Assume that you have called phase_2 with a pointer to the string “1 2 3 4 5 6” as its argument (let’s say the pointer’s numeric value is 0x603ba4). The return address for the call is 0x400f32 in main, and the values of %rbp and %rbx are currently 0xfeed and 0xf00d. The value of %rsp is 0x7f...578.

Draw stack diagrams for the following moments in the code (or draw and update one diagram, taking pictures along the way). Check your work as you complete each diagram. Write ‘?’ for any memory locations which need to be included in your diagram but which have unpredictable values.

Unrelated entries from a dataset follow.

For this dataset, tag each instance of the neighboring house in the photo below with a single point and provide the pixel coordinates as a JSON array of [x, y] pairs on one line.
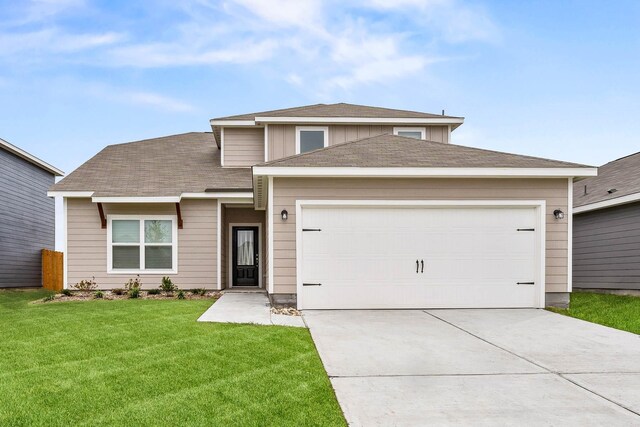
[[606, 227], [27, 216], [335, 206]]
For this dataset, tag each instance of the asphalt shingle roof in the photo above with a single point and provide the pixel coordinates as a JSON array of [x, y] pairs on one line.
[[337, 110], [623, 175], [167, 166], [397, 151]]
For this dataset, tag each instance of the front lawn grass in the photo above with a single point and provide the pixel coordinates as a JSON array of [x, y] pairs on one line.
[[148, 362], [616, 311]]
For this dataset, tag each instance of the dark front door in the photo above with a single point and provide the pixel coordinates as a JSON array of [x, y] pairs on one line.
[[245, 256]]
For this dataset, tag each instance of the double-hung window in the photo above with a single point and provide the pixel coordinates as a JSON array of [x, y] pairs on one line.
[[417, 133], [309, 138], [142, 244]]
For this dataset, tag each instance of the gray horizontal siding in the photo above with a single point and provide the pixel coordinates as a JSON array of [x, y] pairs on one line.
[[606, 248], [26, 220]]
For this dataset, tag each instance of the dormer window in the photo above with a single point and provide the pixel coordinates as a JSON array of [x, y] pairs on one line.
[[309, 138], [417, 133]]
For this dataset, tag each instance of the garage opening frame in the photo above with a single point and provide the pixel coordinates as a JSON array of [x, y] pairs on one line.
[[540, 210]]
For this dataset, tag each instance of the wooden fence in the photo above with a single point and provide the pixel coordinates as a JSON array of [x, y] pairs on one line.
[[52, 270]]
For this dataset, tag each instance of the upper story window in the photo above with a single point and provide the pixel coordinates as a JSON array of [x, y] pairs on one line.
[[417, 133], [142, 244], [309, 138]]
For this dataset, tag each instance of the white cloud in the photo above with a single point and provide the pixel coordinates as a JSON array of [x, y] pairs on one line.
[[134, 97], [315, 45], [156, 55], [157, 101], [53, 40], [453, 20]]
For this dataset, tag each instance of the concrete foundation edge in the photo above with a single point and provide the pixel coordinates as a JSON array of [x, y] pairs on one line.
[[557, 299]]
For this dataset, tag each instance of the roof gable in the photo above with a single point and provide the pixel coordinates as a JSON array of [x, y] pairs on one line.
[[158, 167], [621, 177], [338, 110]]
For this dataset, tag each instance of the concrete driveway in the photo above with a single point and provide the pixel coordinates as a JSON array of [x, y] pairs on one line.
[[477, 367]]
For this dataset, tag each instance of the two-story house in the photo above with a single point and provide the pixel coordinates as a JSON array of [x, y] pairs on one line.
[[329, 206]]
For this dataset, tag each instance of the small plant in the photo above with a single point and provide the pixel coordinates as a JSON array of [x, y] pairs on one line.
[[167, 285], [133, 283], [86, 285]]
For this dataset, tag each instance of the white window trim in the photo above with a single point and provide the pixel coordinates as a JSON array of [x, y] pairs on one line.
[[325, 129], [422, 130], [142, 218]]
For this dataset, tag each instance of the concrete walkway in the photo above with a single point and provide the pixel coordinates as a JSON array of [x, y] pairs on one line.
[[478, 367], [247, 307]]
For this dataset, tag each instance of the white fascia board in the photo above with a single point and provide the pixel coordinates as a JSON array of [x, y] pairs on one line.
[[30, 158], [607, 203], [360, 120], [219, 195], [168, 199], [69, 194], [424, 172], [232, 122]]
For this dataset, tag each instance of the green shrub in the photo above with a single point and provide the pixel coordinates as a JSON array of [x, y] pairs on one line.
[[167, 285], [133, 283], [86, 285]]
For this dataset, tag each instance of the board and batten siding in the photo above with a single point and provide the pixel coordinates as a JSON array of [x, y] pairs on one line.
[[287, 190], [282, 138], [243, 146], [606, 248], [27, 223], [197, 243]]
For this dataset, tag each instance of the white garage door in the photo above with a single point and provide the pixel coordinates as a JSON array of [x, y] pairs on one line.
[[418, 257]]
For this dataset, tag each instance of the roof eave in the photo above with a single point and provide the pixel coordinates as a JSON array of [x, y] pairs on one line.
[[453, 121], [30, 158], [423, 172], [623, 200]]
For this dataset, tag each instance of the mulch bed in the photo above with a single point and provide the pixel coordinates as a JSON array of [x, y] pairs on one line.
[[287, 311], [108, 295]]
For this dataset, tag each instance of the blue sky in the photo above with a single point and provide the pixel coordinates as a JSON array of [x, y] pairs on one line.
[[558, 79]]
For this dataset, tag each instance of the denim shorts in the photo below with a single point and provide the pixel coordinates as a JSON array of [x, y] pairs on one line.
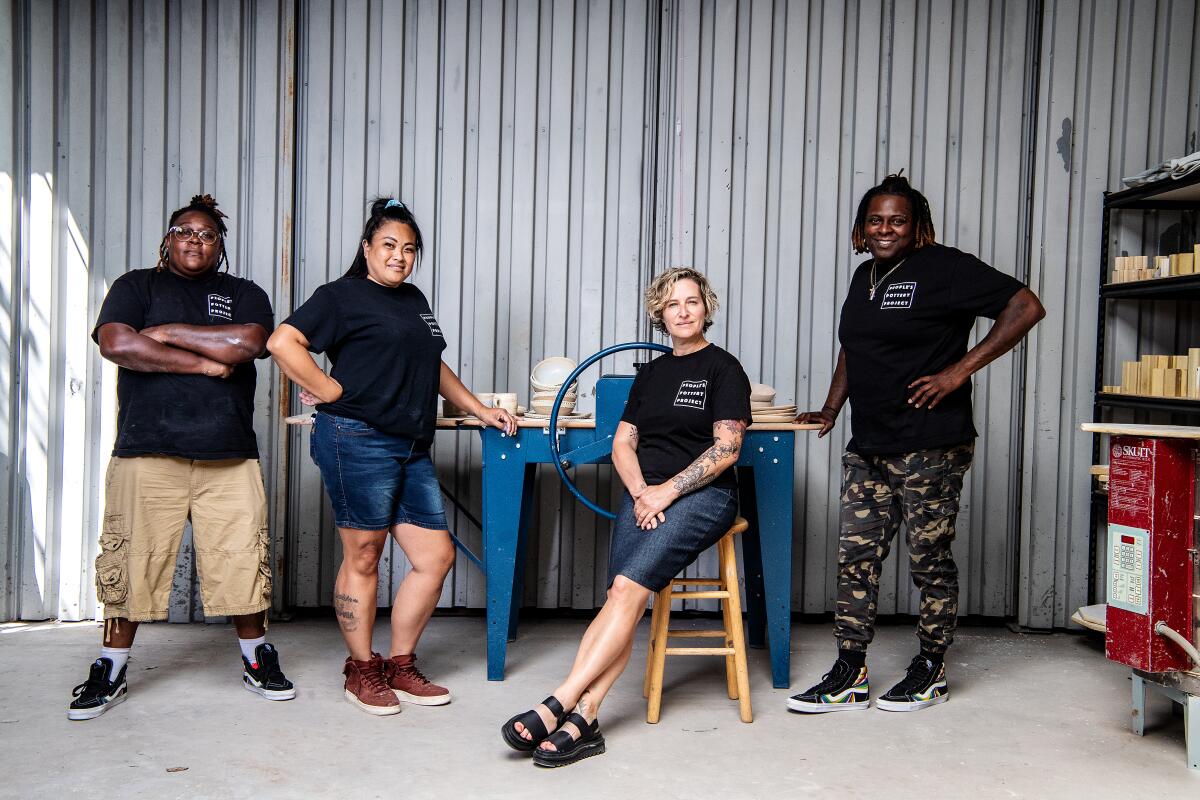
[[694, 523], [376, 480]]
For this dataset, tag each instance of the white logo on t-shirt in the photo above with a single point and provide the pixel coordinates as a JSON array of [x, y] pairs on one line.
[[691, 394], [899, 295], [433, 325], [220, 306]]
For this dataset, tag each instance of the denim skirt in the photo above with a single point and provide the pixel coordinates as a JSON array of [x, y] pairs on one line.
[[694, 523], [376, 480]]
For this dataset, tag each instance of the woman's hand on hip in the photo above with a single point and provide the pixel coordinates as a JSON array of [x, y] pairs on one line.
[[498, 417], [649, 505], [933, 390], [826, 417]]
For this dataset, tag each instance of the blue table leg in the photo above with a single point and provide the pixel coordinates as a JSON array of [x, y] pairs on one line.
[[751, 560], [531, 479], [503, 485], [773, 482]]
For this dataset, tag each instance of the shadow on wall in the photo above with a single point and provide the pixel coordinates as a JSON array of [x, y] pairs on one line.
[[21, 599]]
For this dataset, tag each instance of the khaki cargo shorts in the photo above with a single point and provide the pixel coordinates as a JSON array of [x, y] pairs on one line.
[[147, 501]]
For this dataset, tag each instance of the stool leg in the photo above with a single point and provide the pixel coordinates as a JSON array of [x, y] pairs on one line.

Include the values of registers %pc, %rsp, %rbp, %rbx, %rcx, %rdx, %r8, %r9, %rdi, %rsi, and %rax in each diagram, using ‘?’ values for registers that haven’t been assigned to yet.

  1. Right before the call instruction at phase_2+9 which will call read_six_numbers.
  2. Right before the mov instruction at read_six_numbers+4 after read_six_numbers has allocated additional stack space.
  3. Right before the call instruction at read_six_numbers+46, which will call sscanf.
  4. Right before the cmp instruction at read_six_numbers+51, immediately after sscanf returns (you do NOT need to read the assembly code for sscanf).
  5. Right before the lea instruction at phase_2+14, immediately after read_six_numbers returns.
  6. Right before the je instruction at phase_2+32. Note for this diagram whether the jump will be taken or not.

For now, ask your lab instructor to verify the diagrams you draw at each step.

TODO: Add diagrams for each of these steps to this page.

If you have time left, you should work on the x86 assignment for the rest of the lab.